AIDigital HRMMethods & Privacy

Anonymization and analysis method

How the dashboard protects students while preserving instructional insight

The original questionnaire contained direct identifiers. This app does not include the raw CSV and does not expose names, registration numbers, contact details, batch labels or raw open-ended responses.

1. Data minimization

Only the variables required for workshop design were retained: prior experience flags, Likert confidence ratings, knowledge-check scores, anonymous indices, and aggregate open-response themes.

2. Removed identifiers

Name, registration number, email/contact, exact timestamp and year/batch labels were removed. Open-ended responses were coded into themes and not displayed verbatim.

3. Pseudonymous records

The scatterplot uses anonymous IDs such as P001. These are not linkable to the original respondent identities in the app package.

4. Aggregation threshold

The dashboard emphasizes group patterns, percentages, and means. It avoids individual text examples and small-group identity labels.

5. Thematic coding

Open-ended answers were coded into non-identifying themes such as recruitment, privacy, gamification, IoT, responsible AI and practical HRM tools. A response could belong to more than one theme.

6. Interpretation limits

The survey covers one cohort of 95 students. Findings should be used for instructional design, not as a generalizable national estimate of Sri Lankan HRM students.

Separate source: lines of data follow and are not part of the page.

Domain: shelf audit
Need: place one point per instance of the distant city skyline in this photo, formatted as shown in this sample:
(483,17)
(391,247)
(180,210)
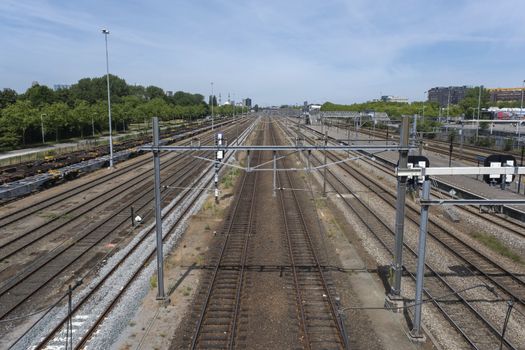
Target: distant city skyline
(274,52)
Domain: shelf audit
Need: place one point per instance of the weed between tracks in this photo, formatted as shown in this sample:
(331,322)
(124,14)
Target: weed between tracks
(496,246)
(153,282)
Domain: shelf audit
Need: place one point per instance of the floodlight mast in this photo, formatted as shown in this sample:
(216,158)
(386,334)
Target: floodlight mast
(106,33)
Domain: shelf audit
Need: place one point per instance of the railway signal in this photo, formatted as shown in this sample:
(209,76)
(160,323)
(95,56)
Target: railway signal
(498,161)
(219,155)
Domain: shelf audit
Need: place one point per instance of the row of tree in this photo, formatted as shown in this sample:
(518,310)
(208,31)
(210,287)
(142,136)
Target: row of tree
(466,107)
(81,110)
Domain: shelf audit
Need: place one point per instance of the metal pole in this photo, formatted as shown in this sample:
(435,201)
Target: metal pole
(106,32)
(212,106)
(348,136)
(479,111)
(413,140)
(421,259)
(324,169)
(448,103)
(451,149)
(521,164)
(158,211)
(274,172)
(400,212)
(42,126)
(462,131)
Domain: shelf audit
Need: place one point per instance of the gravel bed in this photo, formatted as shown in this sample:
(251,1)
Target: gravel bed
(440,259)
(109,330)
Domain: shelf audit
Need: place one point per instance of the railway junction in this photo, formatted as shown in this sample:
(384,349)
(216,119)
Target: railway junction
(274,235)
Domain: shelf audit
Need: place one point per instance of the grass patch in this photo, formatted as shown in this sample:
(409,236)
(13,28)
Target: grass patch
(50,216)
(153,282)
(199,259)
(496,246)
(229,179)
(187,291)
(320,202)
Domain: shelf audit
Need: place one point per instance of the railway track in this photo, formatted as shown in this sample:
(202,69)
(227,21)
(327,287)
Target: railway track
(19,171)
(56,335)
(14,244)
(217,323)
(46,267)
(388,167)
(476,329)
(222,315)
(470,153)
(474,260)
(22,213)
(318,312)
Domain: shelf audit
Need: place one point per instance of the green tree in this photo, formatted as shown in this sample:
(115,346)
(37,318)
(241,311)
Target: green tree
(39,95)
(82,114)
(154,92)
(57,118)
(7,97)
(19,117)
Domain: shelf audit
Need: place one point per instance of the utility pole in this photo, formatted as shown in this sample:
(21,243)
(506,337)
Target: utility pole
(212,106)
(521,164)
(479,112)
(158,211)
(106,33)
(42,126)
(448,103)
(394,294)
(324,169)
(416,329)
(93,125)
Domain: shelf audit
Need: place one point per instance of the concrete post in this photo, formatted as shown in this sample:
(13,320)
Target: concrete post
(400,211)
(462,131)
(274,172)
(158,212)
(324,169)
(416,330)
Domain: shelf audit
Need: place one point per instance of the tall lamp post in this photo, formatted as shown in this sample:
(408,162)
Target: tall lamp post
(519,134)
(479,112)
(42,126)
(106,33)
(212,105)
(93,124)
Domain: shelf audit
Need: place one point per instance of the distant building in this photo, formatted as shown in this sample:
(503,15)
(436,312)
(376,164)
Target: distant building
(389,98)
(444,95)
(505,94)
(61,86)
(247,102)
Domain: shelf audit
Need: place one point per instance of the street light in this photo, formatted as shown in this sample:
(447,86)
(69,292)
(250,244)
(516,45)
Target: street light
(479,112)
(93,124)
(212,105)
(522,87)
(42,126)
(106,33)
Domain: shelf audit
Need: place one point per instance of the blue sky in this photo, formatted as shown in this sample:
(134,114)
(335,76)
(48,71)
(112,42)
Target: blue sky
(276,52)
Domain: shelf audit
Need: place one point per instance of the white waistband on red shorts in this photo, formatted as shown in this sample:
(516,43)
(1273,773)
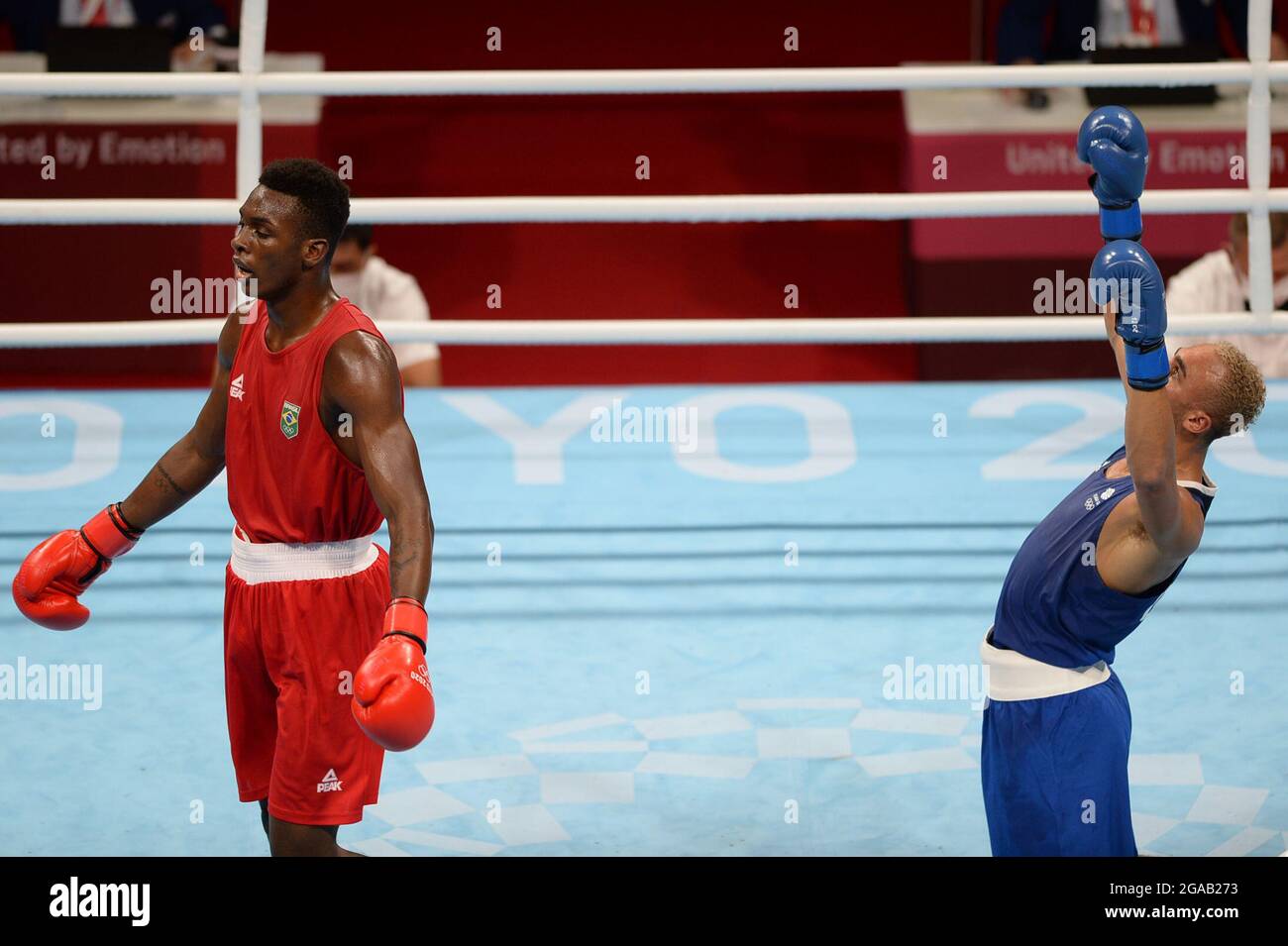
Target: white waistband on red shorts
(1012,676)
(257,563)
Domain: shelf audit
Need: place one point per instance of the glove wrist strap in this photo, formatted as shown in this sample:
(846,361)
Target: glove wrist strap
(406,618)
(1147,368)
(110,534)
(1121,223)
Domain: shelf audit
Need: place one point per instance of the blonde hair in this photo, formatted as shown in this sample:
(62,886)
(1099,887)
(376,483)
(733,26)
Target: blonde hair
(1239,395)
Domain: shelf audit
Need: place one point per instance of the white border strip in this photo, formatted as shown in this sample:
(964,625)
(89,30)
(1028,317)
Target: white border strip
(698,209)
(655,331)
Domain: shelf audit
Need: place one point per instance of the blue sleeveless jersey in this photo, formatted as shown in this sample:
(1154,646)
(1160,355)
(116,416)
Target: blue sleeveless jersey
(1054,607)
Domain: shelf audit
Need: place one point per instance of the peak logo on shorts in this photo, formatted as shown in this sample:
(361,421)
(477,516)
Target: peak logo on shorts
(1096,498)
(76,898)
(290,420)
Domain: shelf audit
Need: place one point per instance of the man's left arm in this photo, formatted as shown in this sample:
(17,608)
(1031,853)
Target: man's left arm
(361,379)
(393,700)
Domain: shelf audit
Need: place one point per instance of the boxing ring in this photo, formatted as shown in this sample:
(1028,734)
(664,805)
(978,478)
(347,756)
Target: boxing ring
(707,646)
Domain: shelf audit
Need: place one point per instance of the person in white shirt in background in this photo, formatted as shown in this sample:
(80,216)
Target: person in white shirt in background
(386,295)
(1219,282)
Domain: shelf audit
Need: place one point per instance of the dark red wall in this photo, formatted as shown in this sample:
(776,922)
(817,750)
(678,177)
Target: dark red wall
(506,146)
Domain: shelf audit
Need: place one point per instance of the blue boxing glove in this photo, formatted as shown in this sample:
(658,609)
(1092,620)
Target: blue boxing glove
(1113,142)
(1126,274)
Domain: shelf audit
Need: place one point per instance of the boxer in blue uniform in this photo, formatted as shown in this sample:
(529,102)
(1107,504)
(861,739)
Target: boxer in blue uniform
(1057,725)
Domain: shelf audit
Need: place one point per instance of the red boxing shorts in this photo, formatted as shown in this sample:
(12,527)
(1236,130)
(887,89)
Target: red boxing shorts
(299,619)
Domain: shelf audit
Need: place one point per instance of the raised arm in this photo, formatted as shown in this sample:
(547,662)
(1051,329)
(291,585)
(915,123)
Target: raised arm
(1171,519)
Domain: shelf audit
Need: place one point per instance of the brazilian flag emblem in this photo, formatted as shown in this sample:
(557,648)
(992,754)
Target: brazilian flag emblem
(290,420)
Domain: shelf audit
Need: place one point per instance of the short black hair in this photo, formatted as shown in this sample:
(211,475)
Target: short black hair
(318,189)
(360,233)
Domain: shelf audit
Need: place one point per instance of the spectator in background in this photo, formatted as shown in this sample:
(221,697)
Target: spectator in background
(30,21)
(1021,27)
(1219,282)
(386,295)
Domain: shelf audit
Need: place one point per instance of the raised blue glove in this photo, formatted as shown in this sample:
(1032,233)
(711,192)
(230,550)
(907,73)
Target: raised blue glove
(1113,142)
(1126,273)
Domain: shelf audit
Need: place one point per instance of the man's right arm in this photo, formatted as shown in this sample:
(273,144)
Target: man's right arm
(197,457)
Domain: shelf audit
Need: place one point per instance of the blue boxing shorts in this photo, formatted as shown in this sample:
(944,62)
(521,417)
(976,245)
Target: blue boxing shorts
(1054,758)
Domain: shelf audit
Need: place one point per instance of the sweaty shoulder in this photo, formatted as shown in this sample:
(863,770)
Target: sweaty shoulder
(230,336)
(360,361)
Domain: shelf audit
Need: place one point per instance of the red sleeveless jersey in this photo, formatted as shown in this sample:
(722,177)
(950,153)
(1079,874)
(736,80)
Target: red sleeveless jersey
(287,481)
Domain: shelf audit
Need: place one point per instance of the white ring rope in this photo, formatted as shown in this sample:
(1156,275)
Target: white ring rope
(252,82)
(635,81)
(656,331)
(699,209)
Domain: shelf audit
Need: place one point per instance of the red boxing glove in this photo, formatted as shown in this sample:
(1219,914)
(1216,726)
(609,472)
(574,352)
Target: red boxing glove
(55,572)
(391,697)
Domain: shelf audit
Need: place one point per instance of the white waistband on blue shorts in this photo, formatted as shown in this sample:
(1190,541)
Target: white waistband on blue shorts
(257,563)
(1012,676)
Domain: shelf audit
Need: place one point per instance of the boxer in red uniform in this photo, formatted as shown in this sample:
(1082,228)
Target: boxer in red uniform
(323,632)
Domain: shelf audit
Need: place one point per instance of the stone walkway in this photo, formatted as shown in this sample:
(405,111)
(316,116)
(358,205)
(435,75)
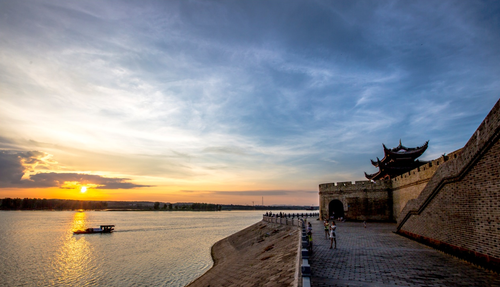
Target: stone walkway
(375,256)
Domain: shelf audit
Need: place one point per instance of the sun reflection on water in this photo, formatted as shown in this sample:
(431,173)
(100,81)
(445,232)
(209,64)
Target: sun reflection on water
(74,259)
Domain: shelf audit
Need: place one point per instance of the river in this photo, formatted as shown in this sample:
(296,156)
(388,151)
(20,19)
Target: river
(148,248)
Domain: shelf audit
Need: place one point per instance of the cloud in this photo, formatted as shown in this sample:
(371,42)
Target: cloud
(11,169)
(253,192)
(14,165)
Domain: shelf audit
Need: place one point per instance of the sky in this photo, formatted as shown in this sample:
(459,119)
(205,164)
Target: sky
(233,102)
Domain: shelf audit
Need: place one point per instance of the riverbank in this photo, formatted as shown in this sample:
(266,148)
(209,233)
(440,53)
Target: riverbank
(263,254)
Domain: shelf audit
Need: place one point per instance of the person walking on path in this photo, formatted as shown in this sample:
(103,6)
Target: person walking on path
(333,235)
(327,227)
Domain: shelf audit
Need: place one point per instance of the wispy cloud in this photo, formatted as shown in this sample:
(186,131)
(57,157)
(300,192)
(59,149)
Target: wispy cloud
(214,92)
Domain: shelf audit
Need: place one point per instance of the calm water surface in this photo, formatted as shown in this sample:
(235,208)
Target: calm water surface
(146,249)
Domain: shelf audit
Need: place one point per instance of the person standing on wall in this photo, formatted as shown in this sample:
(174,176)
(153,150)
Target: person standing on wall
(333,235)
(326,226)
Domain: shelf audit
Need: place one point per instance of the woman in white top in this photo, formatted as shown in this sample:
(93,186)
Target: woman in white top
(333,237)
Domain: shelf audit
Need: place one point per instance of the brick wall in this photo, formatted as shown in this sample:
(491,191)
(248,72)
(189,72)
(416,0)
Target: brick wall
(409,185)
(459,209)
(362,200)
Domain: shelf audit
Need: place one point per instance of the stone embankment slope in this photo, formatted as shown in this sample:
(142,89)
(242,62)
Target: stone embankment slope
(263,254)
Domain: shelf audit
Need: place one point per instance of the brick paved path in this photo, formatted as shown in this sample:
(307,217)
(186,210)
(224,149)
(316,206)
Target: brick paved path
(375,256)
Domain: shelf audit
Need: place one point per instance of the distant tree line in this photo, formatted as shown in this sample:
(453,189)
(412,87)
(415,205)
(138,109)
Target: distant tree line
(192,206)
(49,204)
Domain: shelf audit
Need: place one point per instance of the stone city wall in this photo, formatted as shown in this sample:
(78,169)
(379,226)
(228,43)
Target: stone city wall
(361,200)
(459,209)
(410,184)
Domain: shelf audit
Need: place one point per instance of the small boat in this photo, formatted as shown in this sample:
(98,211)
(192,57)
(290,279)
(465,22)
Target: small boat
(101,229)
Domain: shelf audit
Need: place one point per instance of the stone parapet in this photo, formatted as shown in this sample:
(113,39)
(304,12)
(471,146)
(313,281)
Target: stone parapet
(458,211)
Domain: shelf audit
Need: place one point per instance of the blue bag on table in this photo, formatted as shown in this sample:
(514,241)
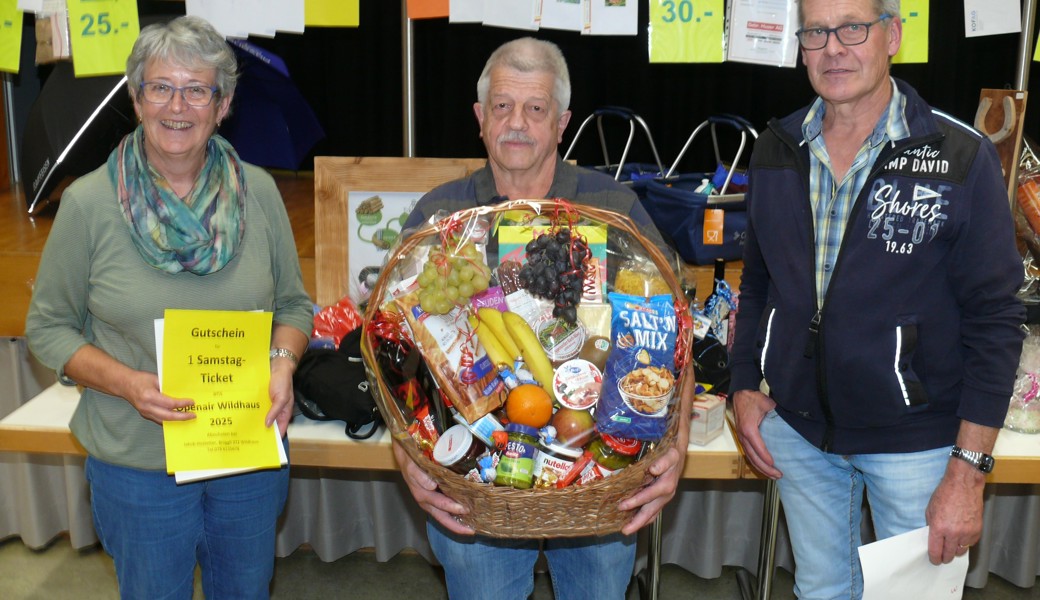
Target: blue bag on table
(680,206)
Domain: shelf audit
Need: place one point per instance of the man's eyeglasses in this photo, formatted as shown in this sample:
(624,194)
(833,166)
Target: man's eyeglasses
(159,93)
(848,34)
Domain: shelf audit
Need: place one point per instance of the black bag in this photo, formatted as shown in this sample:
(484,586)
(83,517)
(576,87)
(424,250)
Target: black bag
(332,385)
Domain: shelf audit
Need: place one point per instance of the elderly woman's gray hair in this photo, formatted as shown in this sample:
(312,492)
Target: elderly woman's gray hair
(529,55)
(189,42)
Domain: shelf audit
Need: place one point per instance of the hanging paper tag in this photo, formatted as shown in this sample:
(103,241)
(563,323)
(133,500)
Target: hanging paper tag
(713,220)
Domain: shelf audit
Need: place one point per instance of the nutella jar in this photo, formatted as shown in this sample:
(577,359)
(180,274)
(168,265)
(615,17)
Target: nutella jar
(458,449)
(552,462)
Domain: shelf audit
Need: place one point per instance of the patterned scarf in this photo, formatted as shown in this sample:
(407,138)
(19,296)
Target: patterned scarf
(199,234)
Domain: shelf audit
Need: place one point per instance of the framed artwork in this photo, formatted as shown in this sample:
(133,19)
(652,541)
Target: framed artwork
(359,206)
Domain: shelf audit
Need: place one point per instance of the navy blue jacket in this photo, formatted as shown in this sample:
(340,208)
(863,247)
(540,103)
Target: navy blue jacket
(920,325)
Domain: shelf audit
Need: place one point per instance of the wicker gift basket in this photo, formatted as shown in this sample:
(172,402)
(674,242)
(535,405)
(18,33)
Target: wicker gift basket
(504,512)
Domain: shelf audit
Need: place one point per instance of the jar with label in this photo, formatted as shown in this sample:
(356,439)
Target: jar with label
(609,453)
(458,449)
(516,465)
(552,462)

Dataset included in this app

Privacy-safe contents only

IncludedAggregated counts, means, theme counts, anonymous respondent metrics for filtering and scatterplots.
ExcludedRaw CSV, names, registration numbers, contacts, batch labels, raw free-text responses, exact timestamps as identifiers.
Use caseWorkshop design, pre-primer facilitation, misconception clinic, literature comparison, and stakeholder briefing.